The female figure swooped without warning down to the clear honeycombed plastic of the outer wall, kicked off hard from it, and surged upward toward Workwheel center. The other, taken by surprise, followed her a second later. He overtook her halfway to the axle and reached out to grasp her calf, but she wriggled away and headed off in a new direction, still slanting toward the surface. Again he pursued, and this time as he neared her he reached out to grasp both her ankles. His fingers closed, and at that instant the tableau suddenly froze. Two nude sculptures, their muscles tensed, hung in the water among the motionless fishes. Salter Wherry looked closely at the video display for a few seconds, then carefully moved it along several frames. It was difficult to see the expressions clearly in the recording, and he zoomed in on Judith Niles’ face for a high-mag close-up. Even with the mask on, her face contrasted with her taut muscles. She looked totally relaxed, though Hans Gibbs was gripping her firmly around the ankles. After a few moments of study Wherry skipped forward, a few frames at a time, watching the changing expressions as the nude bodies moved together, embraced, then slowly rose. Entwined, they moved to meet the broad concave meniscus of the water surface near the axle of the wheel.
Salter Wherry watched their actions calmly in the darkness of the control room. Always, regardless of the couple’s embraces, his attention rested on Judith Niles’ face. At last he leaned forward and pressed another key on the console in front of him. The scene changed to a brilliantly lit interior. Now it was Judith Niles standing alone in Wherry’s office on Spindletop, just next door from the hidden studio, waiting for her first meeting with him. Again his attention was on her face. One minute more, another press of a key, and Wherry was seeing her as she stood after their first meeting. He grunted in dissatisfaction. The hidden cameras were carefully placed, but they could not offer views from all angles, and this time a full-face view was denied him.

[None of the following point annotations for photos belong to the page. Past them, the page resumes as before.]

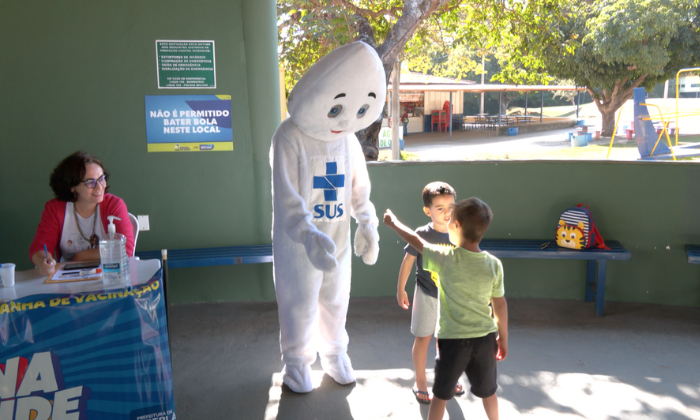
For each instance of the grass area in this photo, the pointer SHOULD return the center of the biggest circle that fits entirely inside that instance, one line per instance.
(589, 110)
(623, 150)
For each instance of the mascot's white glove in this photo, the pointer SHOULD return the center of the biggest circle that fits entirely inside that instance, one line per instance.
(367, 243)
(320, 249)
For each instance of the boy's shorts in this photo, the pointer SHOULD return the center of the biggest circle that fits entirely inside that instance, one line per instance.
(474, 356)
(424, 314)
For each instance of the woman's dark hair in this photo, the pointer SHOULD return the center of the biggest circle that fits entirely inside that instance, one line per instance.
(70, 172)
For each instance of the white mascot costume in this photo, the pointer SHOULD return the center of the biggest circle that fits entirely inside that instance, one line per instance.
(319, 179)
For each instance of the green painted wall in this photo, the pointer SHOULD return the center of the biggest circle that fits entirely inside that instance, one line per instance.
(73, 75)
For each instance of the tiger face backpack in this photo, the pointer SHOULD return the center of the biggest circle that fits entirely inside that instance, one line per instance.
(576, 229)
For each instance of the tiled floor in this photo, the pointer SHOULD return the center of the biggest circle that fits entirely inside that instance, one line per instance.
(638, 362)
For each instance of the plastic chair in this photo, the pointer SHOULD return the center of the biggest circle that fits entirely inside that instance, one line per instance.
(443, 121)
(135, 225)
(434, 119)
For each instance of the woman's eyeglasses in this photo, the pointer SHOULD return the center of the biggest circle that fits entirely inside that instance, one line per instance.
(91, 183)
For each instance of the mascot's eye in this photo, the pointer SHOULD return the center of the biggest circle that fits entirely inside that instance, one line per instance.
(362, 111)
(335, 111)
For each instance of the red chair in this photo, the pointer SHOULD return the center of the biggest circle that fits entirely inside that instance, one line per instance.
(434, 119)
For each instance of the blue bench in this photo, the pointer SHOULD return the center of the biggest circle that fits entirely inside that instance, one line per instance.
(531, 248)
(204, 257)
(693, 252)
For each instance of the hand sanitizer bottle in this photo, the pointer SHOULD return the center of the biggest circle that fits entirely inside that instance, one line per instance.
(115, 263)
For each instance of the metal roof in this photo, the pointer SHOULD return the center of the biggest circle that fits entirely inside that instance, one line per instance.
(478, 88)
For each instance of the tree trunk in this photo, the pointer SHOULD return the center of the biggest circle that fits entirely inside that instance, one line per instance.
(608, 122)
(609, 102)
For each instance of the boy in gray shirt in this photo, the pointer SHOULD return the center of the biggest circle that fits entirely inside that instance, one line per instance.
(438, 197)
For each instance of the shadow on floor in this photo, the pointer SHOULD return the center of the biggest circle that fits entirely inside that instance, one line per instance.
(639, 361)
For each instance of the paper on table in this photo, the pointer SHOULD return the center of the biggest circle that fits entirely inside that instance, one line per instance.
(65, 276)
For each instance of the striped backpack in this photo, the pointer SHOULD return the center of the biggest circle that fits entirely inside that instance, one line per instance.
(576, 229)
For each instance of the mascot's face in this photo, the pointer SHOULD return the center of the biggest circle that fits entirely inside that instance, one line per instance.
(342, 93)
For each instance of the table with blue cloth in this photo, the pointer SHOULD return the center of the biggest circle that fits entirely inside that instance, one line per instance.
(79, 350)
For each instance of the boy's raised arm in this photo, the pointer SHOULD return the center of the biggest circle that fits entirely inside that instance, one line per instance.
(404, 232)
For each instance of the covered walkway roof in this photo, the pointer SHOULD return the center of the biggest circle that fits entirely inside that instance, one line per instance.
(479, 88)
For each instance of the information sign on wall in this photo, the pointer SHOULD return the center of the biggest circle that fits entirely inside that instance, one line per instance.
(189, 123)
(186, 64)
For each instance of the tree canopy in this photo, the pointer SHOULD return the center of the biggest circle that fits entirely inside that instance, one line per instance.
(624, 44)
(446, 35)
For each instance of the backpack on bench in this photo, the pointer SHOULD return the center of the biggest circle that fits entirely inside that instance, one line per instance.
(576, 229)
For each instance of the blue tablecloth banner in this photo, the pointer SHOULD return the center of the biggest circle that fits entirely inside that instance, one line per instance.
(101, 355)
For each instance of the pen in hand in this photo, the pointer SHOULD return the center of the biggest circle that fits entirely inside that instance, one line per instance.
(48, 260)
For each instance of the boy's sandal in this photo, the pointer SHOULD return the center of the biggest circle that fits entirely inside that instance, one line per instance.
(418, 393)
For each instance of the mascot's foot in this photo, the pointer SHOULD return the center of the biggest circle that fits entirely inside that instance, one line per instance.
(297, 378)
(339, 368)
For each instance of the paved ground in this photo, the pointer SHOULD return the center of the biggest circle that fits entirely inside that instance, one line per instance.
(640, 361)
(480, 144)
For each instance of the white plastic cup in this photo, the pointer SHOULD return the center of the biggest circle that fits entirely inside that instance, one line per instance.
(7, 272)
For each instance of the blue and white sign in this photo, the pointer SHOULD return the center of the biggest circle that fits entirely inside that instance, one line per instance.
(189, 123)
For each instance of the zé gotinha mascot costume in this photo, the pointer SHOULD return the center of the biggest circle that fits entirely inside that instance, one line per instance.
(319, 180)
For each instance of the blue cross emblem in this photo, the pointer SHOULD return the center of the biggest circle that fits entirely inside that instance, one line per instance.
(330, 182)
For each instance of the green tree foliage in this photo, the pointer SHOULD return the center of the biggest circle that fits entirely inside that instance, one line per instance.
(444, 31)
(624, 44)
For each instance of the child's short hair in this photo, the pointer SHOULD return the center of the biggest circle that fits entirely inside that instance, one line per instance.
(435, 189)
(474, 216)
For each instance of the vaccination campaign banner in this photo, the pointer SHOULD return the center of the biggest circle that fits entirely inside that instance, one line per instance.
(189, 123)
(86, 356)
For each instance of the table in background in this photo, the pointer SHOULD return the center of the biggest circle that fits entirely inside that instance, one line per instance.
(85, 351)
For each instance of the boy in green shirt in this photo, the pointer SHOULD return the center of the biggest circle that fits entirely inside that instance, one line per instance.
(470, 340)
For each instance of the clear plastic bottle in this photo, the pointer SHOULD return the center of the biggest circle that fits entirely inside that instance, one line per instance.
(115, 263)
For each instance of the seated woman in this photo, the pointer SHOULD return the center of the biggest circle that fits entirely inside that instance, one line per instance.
(73, 223)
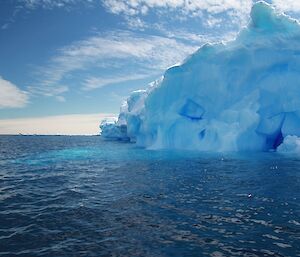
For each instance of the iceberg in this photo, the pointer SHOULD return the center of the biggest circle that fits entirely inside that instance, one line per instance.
(242, 95)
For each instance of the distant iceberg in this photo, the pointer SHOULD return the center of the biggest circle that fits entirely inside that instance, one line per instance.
(242, 95)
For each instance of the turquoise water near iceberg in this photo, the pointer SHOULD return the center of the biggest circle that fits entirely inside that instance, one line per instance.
(81, 196)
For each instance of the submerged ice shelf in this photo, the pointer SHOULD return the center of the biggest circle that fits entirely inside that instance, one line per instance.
(242, 95)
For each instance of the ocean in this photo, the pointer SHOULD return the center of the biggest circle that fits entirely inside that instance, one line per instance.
(82, 196)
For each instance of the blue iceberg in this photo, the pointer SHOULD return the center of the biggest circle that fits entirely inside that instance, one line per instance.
(242, 95)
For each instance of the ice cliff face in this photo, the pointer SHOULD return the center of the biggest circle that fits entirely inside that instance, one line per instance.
(240, 96)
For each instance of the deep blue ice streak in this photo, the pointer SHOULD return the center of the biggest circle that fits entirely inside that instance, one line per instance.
(80, 196)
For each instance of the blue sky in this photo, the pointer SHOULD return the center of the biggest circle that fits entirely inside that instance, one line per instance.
(83, 57)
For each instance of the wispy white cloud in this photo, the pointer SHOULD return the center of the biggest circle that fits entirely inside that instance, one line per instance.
(76, 124)
(50, 4)
(148, 54)
(287, 5)
(237, 9)
(11, 96)
(98, 82)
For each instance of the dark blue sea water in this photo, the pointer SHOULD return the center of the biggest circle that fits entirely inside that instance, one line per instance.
(80, 196)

He moved on. The next shots had come from the inside of the Institute itself, down on earth. Preparations were under way for the move to Salter Station. The cameras showed experimental animals being carefully housed in well-ventilated crates for upward shipment. This time Salter Wherry seemed pleased. There was a hint of satisfaction in the blue eyes as he cut to the receiving network for his daily global status report.
Salter Station’s observing network tapped all open news channels around the globe, plus a number of sources that national governments would have been shocked to see so routinely cracked. Ground reports were supplemented and confirmed by the station’s spy satellite network, the hundred polar-orbiting spacecraft that permitted a constant detailed look at events anywhere on the globe.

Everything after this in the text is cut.